Aktuell warten auf dieser Plattform fast 90 Tonnen überschüssige Waren aus Verarbeitungs- und Produktionsbetrieben darauf, wieder in den Kreislauf gebracht zu werden. Dies ist ein wichtiger Schritt, um immensen Food Waste zu verhindern. Die Vision von Circunis ist klar.
"Unsere Vision ist eine Schweiz, die verwendet, was da ist – statt auf Kosten von Umwelt und Gesellschaft zu wirtschaften", erklärte Olivia Menzi in ihrem Impulsvortrag.
Hintergrund: Food Waste in der Schweiz
Jedes Jahr gehen in der Schweiz rund 2,8 Millionen Tonnen Lebensmittel verloren. Diese Menge entspricht einem erheblichen wirtschaftlichen und ökologischen Schaden. Initiativen wie Circunis tragen dazu bei, diese Verluste zu minimieren.
Klimaneutrale Landwirtschaft: Ein erreichbares Ziel
Der weltgrösste Lebensmittelkonzern Nestlé hat sich ein ehrgeiziges Ziel gesetzt: klimaneutrale Landwirtschaft. Daniel Imhof, Leiter der landwirtschaftlichen Angelegenheiten von Nestlé Schweiz, ist optimistisch, dass dieses Ziel bis 2050 erreicht werden kann. Er sieht die Landwirtschaft als einzigartigen Sektor, in dem Treibhausgase wirtschaftlich aus der Atmosphäre entfernt werden können – eine Win-win-Situation für alle Beteiligten.
Ein zentraler Ansatzpunkt ist die landwirtschaftliche Sequestrierung, also die Speicherung von CO₂ im Boden. Nestlé arbeitet hierfür im Kanton Waadt mit dem WWF im Projekt "AgroImpact" zusammen. Dieses Projekt reduziert Emissionen auf Bauernhöfen und fördert gleichzeitig die CO₂-Speicherung. Solche Initiativen sind entscheidend, um das Netto-Null-Ziel zu erreichen.
Klimapunktesystem für nachhaltige Transformation
Auch die Labelorganisation IP-Suisse, mit rund 18'000 Mitgliedern und 10'000 Label-Produzenten eine der bedeutendsten Produzentenorganisationen der Schweiz, setzt auf Nachhaltigkeit. Seit 2021 verpflichtet IP-Suisse ihre Betriebe zu einem Klimapunktesystem. Dieses System erfasst die Klimawirkung der Produktion, ohne die Landwirte mit umfangreicher Datensammlung zu belasten.
Geschäftsführer Christophe Eggenschwiler betonte, dass dies ein zentraler Faktor bei der Entwicklung des Online-Tools war. Die Landwirte sollen nicht zusätzlich mit administrativer Arbeit überlastet werden. Die Resonanz auf das Tool ist positiv. IP-Suisse erhielt 700 proaktive Vorschläge von Bauern für Klimamassnahmen, was die Akzeptanz und das Engagement der Mitglieder unterstreicht.

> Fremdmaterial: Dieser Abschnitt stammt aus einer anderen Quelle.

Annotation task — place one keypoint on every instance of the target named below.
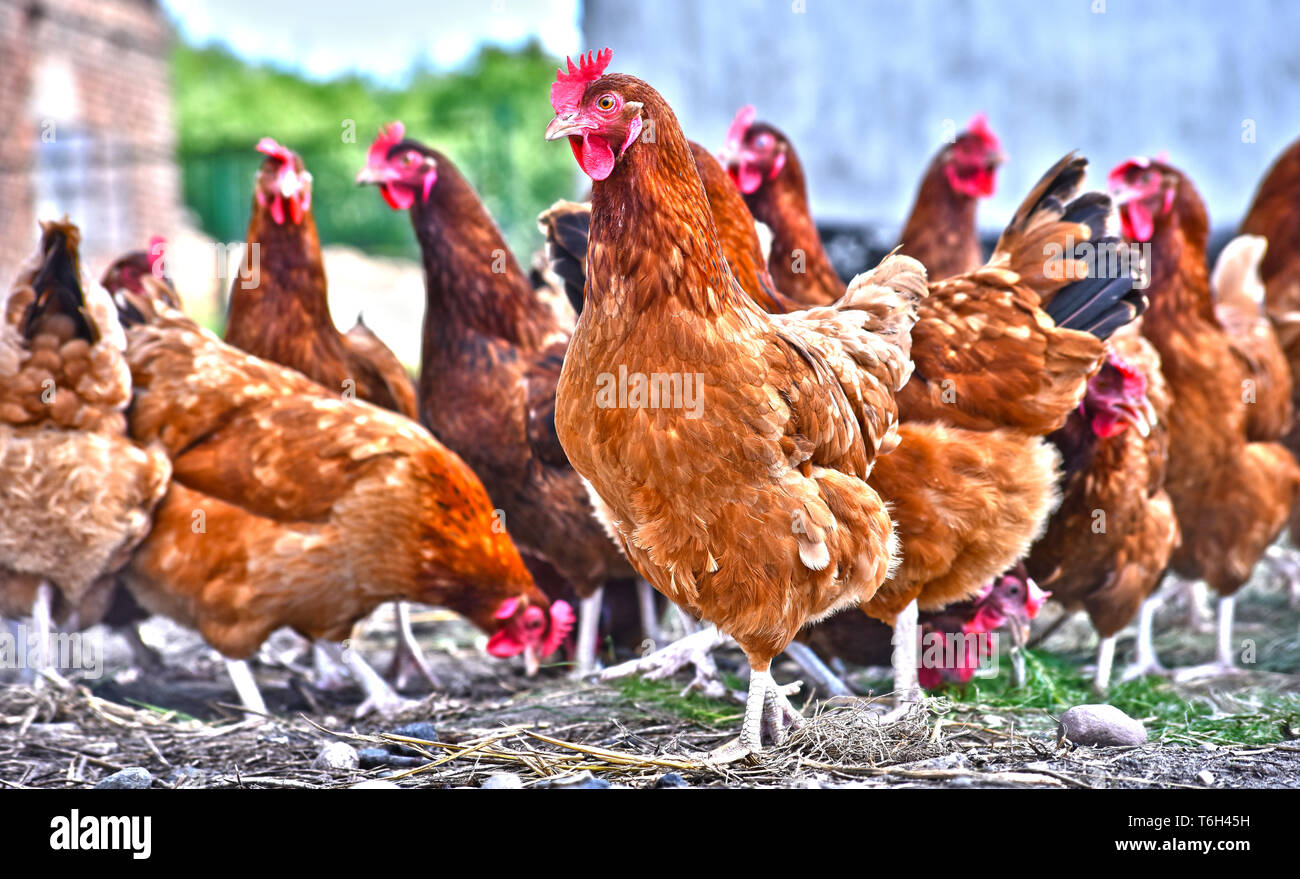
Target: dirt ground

Globale Ernährungssicherheit: Ein Verteilungsproblem
Prof. Dr. Henrik Nordborg, Studiengangleiter Erneuerbare Energien und Umwelttechnik an der OST, stellte die provokante Frage: "Wie viel Essen verträgt die Welt?" Er hinterfragte, ob die Menschheit sich ernähren kann, ohne den Planeten zu zerstören. Seine Antwort liegt in nachhaltigen Lösungen, die eng mit der globalen Versorgungssicherheit verknüpft sind.

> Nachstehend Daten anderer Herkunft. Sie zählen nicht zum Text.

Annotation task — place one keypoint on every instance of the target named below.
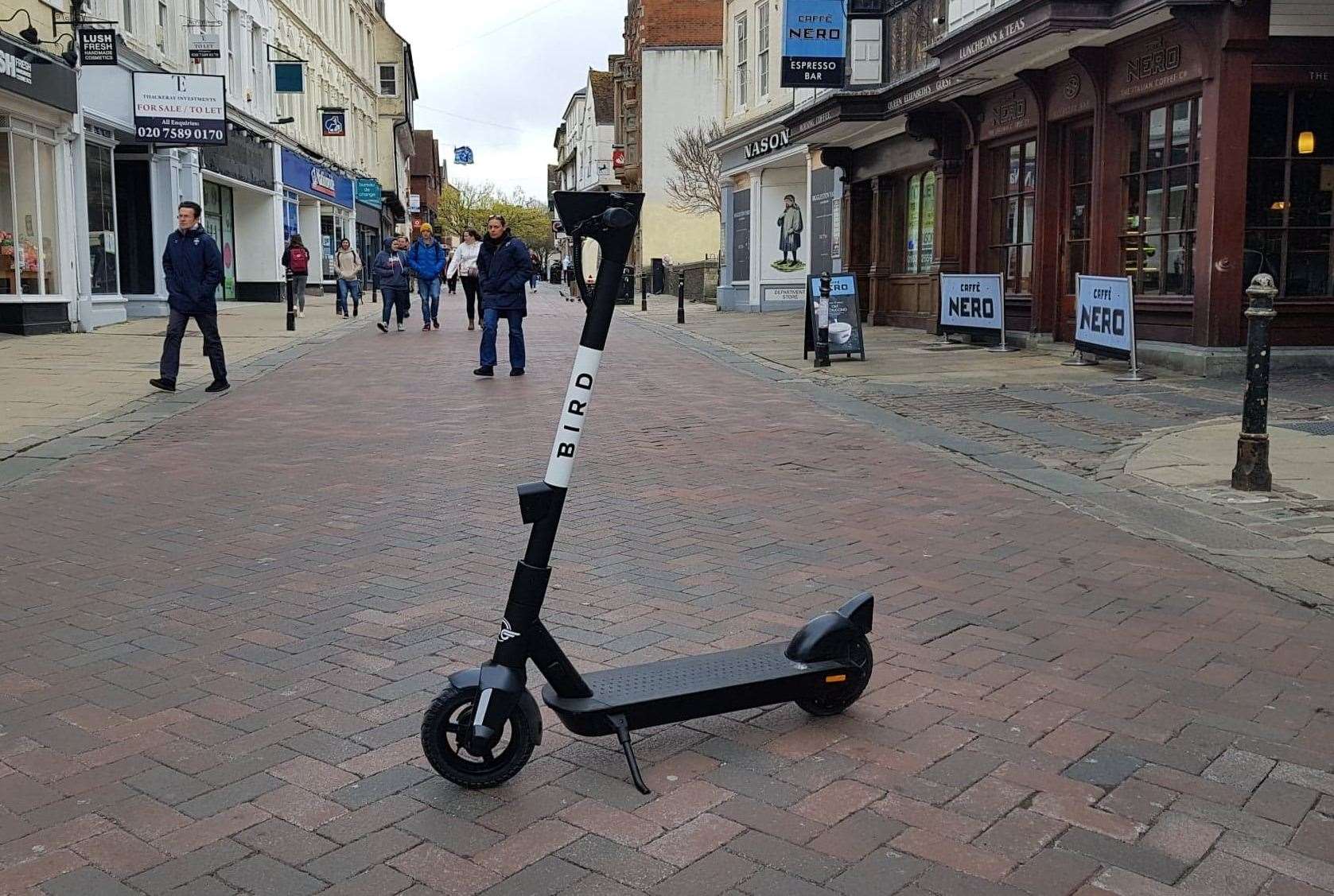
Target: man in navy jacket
(194, 268)
(504, 270)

Eine Studie aus dem Jahr 2019 prognostiziert einen Anstieg der Nachfrage nach Lebensmitteln um 50 Prozent bis 2050. Die dafür benötigte Ackerfläche würde der doppelten Fläche Indiens entsprechen. Nordborg sieht den dringenden Handlungsbedarf jedoch nicht primär in der Bereitstellung von Ackerfläche, sondern in der Produktion von Nahrungsmitteln für einkommensschwache Bevölkerungsgruppen.

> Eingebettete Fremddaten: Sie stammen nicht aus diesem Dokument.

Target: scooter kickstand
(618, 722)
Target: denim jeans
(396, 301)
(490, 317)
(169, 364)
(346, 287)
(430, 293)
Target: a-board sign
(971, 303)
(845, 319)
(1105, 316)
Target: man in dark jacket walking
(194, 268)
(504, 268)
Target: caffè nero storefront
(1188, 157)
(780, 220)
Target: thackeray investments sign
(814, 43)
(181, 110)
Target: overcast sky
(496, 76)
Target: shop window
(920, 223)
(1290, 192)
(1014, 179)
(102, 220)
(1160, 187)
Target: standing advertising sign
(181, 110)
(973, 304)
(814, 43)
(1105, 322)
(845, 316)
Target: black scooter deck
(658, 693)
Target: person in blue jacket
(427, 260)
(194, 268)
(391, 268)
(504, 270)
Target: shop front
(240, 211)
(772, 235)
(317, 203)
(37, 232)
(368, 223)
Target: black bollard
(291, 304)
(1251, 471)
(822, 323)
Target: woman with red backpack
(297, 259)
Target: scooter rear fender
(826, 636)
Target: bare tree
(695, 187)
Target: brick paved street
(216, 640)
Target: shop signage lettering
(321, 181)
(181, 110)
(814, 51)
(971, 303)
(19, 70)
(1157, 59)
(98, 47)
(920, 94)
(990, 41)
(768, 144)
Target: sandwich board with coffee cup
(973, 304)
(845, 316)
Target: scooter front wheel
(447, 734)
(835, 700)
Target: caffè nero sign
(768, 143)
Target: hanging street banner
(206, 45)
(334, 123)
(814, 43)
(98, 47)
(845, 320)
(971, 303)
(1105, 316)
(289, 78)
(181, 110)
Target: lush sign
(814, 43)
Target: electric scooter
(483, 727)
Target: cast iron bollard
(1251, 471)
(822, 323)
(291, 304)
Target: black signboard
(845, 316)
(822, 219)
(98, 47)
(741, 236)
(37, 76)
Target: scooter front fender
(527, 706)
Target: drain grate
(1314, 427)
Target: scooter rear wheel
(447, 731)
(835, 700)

Diese Produktion lohnt sich marktwirtschaftlich oft kaum. Daher sind finanzielle Anreizsysteme notwendig, um die Grundversorgung sicherzustellen. Nordborg betonte: "Das Gespenst der Unterernährung ist zurück." Er schlussfolgerte, dass Essen in erster Linie ein Verteilungsproblem und kein Produktionsproblem ist. Diese Erkenntnis fordert ein Umdenken in globalen Strategien zur Ernährungssicherheit.
Zukunftsweisende Zahlen
Die globale Nachfrage nach Lebensmitteln wird bis 2050 voraussichtlich um 50 Prozent steigen.